The time of the year has started when students start preparing for their board examinations and when many parents start to take pressure too as they want their wards to perform better in examinations. Many students said that though they feel the stress of getting good marks on the exam, the parental pressure to score the highest in the examination puts an immense extra burden on their shoulders. “I have been preparing for my board examinations well but the only subject I have been worried about is Mathematics. My parents have been constantly reminding me how I am not as intelligent as my siblings who have been good at mathematics. Though I am working on improving in the subject, my parents’ constant nagging often hurts me” said a 17-year-old Class XII student Manisha Gusain. Another student Avinash Tiwari said that parents unintentionally project their insecurities over their children and he has learned with time to not take their negative comments seriously. Experts suggest that parents need to be supportive irrespective of their feeling towards their child’s abilities as lack of their support can hamper their self esteem during examinations as well as in future. It also affects their mental health causing issues like depression. Many children take extreme steps like committing suicide if they feel they have failed their parents. Even if they survive their adolescence, it can affect them at any stage of their life, as per experts. 

According to Dehradun-based clinical psychologist, Dr Mukul Sharma, many parents subject their children to emotional abuse, mostly unintentionally, to push them to achieve their goals. Such behaviour from parents causes drifts between them and their children which continue to get worse with time. Such children do not approach their parents with any problems in future as they assume they would not get their support, said Sharma. 

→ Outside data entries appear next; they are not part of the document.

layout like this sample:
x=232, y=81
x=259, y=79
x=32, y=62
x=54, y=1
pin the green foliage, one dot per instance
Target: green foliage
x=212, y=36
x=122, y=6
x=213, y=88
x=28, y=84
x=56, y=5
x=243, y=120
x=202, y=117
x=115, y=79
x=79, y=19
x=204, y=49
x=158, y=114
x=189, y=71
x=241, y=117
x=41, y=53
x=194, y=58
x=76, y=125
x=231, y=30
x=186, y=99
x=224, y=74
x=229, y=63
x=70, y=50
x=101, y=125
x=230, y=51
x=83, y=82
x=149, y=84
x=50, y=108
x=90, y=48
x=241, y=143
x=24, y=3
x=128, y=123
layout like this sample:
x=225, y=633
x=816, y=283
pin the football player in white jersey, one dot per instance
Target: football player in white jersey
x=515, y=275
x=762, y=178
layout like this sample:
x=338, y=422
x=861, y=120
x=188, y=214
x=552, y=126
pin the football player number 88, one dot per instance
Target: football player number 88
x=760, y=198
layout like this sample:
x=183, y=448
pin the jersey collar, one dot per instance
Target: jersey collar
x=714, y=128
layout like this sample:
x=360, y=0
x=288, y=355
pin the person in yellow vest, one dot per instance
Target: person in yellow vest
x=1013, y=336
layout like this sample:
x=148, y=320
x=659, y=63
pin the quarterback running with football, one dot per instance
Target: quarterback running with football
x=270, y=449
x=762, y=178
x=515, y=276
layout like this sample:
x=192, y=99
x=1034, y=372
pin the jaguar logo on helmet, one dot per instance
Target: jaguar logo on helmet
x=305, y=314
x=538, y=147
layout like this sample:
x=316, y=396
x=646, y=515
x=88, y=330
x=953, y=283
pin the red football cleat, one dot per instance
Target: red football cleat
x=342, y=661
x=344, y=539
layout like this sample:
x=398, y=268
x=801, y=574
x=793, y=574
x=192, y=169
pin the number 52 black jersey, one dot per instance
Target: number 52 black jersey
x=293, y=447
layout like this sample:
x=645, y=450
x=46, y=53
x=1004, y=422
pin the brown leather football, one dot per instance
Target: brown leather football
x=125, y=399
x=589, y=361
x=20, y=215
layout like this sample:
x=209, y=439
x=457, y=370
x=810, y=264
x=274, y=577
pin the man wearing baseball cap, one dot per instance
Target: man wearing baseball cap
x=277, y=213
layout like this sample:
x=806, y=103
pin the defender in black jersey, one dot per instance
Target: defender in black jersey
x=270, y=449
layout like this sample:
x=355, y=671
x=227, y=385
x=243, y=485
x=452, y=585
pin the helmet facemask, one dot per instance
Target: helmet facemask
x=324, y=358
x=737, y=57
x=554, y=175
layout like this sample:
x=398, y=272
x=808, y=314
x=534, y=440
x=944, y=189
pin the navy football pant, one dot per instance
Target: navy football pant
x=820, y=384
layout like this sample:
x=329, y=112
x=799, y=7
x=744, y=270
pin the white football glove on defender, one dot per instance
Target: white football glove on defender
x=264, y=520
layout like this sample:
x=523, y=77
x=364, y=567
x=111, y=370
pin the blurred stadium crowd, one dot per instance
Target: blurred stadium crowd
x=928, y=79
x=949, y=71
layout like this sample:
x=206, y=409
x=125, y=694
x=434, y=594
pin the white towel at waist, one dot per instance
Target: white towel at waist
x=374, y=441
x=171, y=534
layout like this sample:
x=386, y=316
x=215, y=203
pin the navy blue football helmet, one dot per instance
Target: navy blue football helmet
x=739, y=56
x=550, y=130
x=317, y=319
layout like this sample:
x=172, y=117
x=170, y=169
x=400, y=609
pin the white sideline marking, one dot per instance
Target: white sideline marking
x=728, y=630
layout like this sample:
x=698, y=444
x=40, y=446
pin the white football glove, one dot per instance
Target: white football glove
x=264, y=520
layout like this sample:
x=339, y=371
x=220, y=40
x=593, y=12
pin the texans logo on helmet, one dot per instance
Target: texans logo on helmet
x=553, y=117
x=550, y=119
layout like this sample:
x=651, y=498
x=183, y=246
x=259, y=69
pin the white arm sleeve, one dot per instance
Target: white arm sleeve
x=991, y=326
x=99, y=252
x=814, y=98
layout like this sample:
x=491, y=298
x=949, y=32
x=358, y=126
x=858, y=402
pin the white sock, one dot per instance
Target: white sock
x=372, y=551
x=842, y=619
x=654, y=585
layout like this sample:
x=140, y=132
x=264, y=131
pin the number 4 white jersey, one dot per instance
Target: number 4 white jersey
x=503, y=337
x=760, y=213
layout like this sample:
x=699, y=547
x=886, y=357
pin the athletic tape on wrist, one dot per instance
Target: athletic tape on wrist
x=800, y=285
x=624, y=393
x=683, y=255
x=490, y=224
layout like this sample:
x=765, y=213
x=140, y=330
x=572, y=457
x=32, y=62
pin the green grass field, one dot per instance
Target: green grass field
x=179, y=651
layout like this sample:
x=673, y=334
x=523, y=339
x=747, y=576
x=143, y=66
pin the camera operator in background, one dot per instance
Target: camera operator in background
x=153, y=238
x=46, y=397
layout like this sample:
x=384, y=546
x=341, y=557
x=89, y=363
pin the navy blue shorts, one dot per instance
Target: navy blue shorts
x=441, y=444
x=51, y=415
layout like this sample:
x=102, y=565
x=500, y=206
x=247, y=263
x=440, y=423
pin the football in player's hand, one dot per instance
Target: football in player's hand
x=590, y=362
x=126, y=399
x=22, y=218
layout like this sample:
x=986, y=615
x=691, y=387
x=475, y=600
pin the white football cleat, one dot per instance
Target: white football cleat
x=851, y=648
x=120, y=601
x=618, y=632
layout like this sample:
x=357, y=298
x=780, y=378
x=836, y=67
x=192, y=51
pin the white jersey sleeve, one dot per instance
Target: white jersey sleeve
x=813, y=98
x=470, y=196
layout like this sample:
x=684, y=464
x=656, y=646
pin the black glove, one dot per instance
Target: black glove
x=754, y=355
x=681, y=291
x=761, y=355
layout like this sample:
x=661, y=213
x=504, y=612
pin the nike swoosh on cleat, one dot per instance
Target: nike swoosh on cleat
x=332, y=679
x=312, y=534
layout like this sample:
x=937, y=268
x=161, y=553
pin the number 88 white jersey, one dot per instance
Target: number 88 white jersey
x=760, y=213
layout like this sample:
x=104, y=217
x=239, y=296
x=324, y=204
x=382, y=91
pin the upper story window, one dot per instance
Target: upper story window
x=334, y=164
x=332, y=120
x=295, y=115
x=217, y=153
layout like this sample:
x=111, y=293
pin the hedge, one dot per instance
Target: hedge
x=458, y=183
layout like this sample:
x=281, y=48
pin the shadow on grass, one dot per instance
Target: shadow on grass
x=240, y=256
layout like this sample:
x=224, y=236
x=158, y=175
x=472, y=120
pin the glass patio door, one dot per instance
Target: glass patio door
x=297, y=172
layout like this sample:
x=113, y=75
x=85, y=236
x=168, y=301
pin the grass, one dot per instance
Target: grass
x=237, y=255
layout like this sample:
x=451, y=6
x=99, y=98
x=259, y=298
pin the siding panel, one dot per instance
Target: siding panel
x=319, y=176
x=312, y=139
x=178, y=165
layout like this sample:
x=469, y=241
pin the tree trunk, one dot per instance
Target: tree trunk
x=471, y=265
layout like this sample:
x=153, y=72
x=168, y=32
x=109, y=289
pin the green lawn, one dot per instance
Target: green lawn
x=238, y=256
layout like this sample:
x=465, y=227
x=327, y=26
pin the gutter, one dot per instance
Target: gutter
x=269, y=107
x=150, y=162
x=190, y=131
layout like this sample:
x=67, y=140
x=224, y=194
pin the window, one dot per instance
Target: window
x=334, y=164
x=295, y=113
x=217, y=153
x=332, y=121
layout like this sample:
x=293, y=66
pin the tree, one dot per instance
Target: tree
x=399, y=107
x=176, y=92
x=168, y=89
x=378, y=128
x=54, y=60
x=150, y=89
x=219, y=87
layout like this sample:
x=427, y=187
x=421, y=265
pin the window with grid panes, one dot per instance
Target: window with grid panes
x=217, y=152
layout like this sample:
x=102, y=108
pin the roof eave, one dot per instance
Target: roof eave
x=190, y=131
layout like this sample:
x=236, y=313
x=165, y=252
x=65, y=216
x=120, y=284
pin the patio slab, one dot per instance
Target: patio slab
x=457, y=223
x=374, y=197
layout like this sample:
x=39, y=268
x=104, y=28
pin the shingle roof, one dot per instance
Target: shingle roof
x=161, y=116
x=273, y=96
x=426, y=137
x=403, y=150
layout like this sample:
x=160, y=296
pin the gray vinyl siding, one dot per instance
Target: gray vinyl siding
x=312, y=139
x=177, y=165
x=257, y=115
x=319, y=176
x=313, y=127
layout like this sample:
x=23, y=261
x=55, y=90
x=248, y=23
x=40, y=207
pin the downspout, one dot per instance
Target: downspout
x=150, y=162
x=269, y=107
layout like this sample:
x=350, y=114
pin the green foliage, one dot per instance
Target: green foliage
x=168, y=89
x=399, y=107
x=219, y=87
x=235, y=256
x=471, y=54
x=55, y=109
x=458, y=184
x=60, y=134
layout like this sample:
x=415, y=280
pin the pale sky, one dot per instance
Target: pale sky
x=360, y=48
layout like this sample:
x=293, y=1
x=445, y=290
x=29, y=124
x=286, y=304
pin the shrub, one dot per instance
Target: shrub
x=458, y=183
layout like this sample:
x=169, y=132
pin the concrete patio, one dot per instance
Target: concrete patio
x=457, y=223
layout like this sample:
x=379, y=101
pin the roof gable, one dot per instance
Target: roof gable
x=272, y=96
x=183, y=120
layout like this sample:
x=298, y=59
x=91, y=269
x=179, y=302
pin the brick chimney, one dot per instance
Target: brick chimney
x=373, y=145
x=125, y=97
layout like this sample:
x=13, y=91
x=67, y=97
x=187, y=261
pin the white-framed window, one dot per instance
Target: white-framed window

He said that number of young people committing suicide, especially those between ages 16 to 24 years old, is increasing because they usually feel disconnected from their parents as they never got support from them during their childhood. “In a recent survey in Uttarakhand, it was found that 38 per cent of students feel scared and pressurised during exams because of their parents while 21 per cent of parents do not pay attention to their children’s education at all. Both scenarios are not ideal for a child’s growth and mental health. Parents need to understand that children need their support during exams rather than a projection of their fear and insecurities. They should not guilt them with statements like ‘You should be able to score over 95 per cent marks because we are providing you all facilities’ or ‘you would fail in life if you fail to score good marks’. Such kind of emotional abuse can scar children for life,” said Sharma. 

He said that parents need to make their children feel secure in emotional ways too. “A child should be nurtured in a way that it feels completely comfortable in sharing his/her problems with its parents at any stage of life. Though not always directly, parental pressure in the form of emotional abuse does not just end with studies but continues to affect them at later stages too,” said Sharma.